Times-Herald

Time to re-choir

- David Nichol

It occurred to me in the past few days that for most of my life, I have been in a choir of some fashion. Usually it was a church choir, but sometimes it included a community choir or school choir.

I’m not sure there’s anything else I’ve done so diligently, even though it never actually occurred to me that I was being diligent. It was just something I did. I enjoyed it. Big choirs, small choirs, medium choirs. Longer than my work at the newspaper, longer than my marriage. Now that I think of it, I suppose the only thing I have done more diligently during my life is eat too much.

It started when I was in my teens – not eating, but choir singing. I walked into choir practice at our church one night and was welcomed with open arms. Most church choirs are like that, unless they’re so big you have to present your credential­s and then hope for an audition. Since then, I’ve had a lot of experience­s. I’ve sung beside people who were better than me, and I’ve sung beside people who shouldn’t have been singing at all, but whose willingnes­s to try and desire to serve insured them a spot in their church choir.

There have been only a few times when I’ve not been a member of a choir. Even when I was in the Air Force, for at least part of the time I was in a choir – then I dropped out. Yes, I did drop out a few times, too.

But I came back. I always have, and the times I was gone were always a lot shorter than the times I was singing. When I wasn’t doing it, I missed it.

I can’t say I was a particular­ly great singer, though I was a pretty good addition to a tenor section. I just enjoyed the singing, and the fellowship. Listening to the preacher’s sermon from behind became more natural than hearing or seeing him (or her, eventually) from the front.
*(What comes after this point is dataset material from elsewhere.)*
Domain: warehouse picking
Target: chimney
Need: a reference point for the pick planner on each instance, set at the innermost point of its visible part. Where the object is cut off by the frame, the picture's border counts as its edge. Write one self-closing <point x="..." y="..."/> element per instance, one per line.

(I could also see, at at least one church, who was falling asleep in the congregati­on, though that knowledge was simply a by-product, not a goal.)

Singing in the choir was simply what I did. It was my version of serving. It was one of the few things I was good at, and I enjoyed it. And it continued for years, without me thinking about how many years it was.

Then it all came to me as I robed up recently for the first time in a long time, preparing to sing with a new choir. I was doing this so I could continue to give my service in the way I felt I was meant to. In doing so, I was leaving a church I had attended for years, but where there was no longer a choir.

A number of things – Covid, not being able to find an organist or director, maybe a few other things – combined to make me choirless. And after so many years of being in a choir, I felt a little lost.

There was a mention or two of me becoming the choir director, but I think it was desperatio­n on the part of a few people. I’m not a choir director. I’m a choir member. I can lead singing. I can even step in for a director on occasion, but full time? I simply don’t have the education or the qualificat­ions. Or the desire.

Anyway, I already knew the director and organist and some of the members of my new choir, and they recently started having choir practice again, after a time of being shut down due to the pandemic. And when I asked, they said, sure, come along. So I’m back in a choir, and happy about it, and praying that Covid doesn’t close us down again.

• • • •

You know, hard as it might be to believe, a heat advisory does have an up side. At least for me.

It’s my excuse, your see. I can tell people that I’m too old and frail to go work in the yard because it’s just too doggone hot. It’s downright dangerous. Shucks, I can explain to folks, I feel like I’m taking my life in my hands just walking to the car, or hiking the parking lot at Walmart.

• • • •

And while we’re on the subject of yards, I wonder if anyone else is seeing in their yards what I’m seeing in mine.

There is a part of my yard that looks like it’s autumn already. Leaves everywhere. Not green leaves, brown leaves. I go look up in the trees, and I don’t see any bare, sickly spots. There seems to be as many leaves as always, up there.

So what’s the deal, down here? Is it the hot weather? Does it have to do with it being fairly dry recently? Or does Ma Nature get a kick out of starting early with the leaves, just to give me a hard time? Or are leaves simply appearing from some other dimension? Is this some alien conspiracy?

I can see the headline: “Man Croaks While Raking Autumn Leaves in the Heat of August.” A little long, perhaps, but I’d like to think my passing would be seen as dramatic.

In the meantime, surely there’s someone out there more knowledgea­ble than I am, who can tell me what’s happening with the leaves.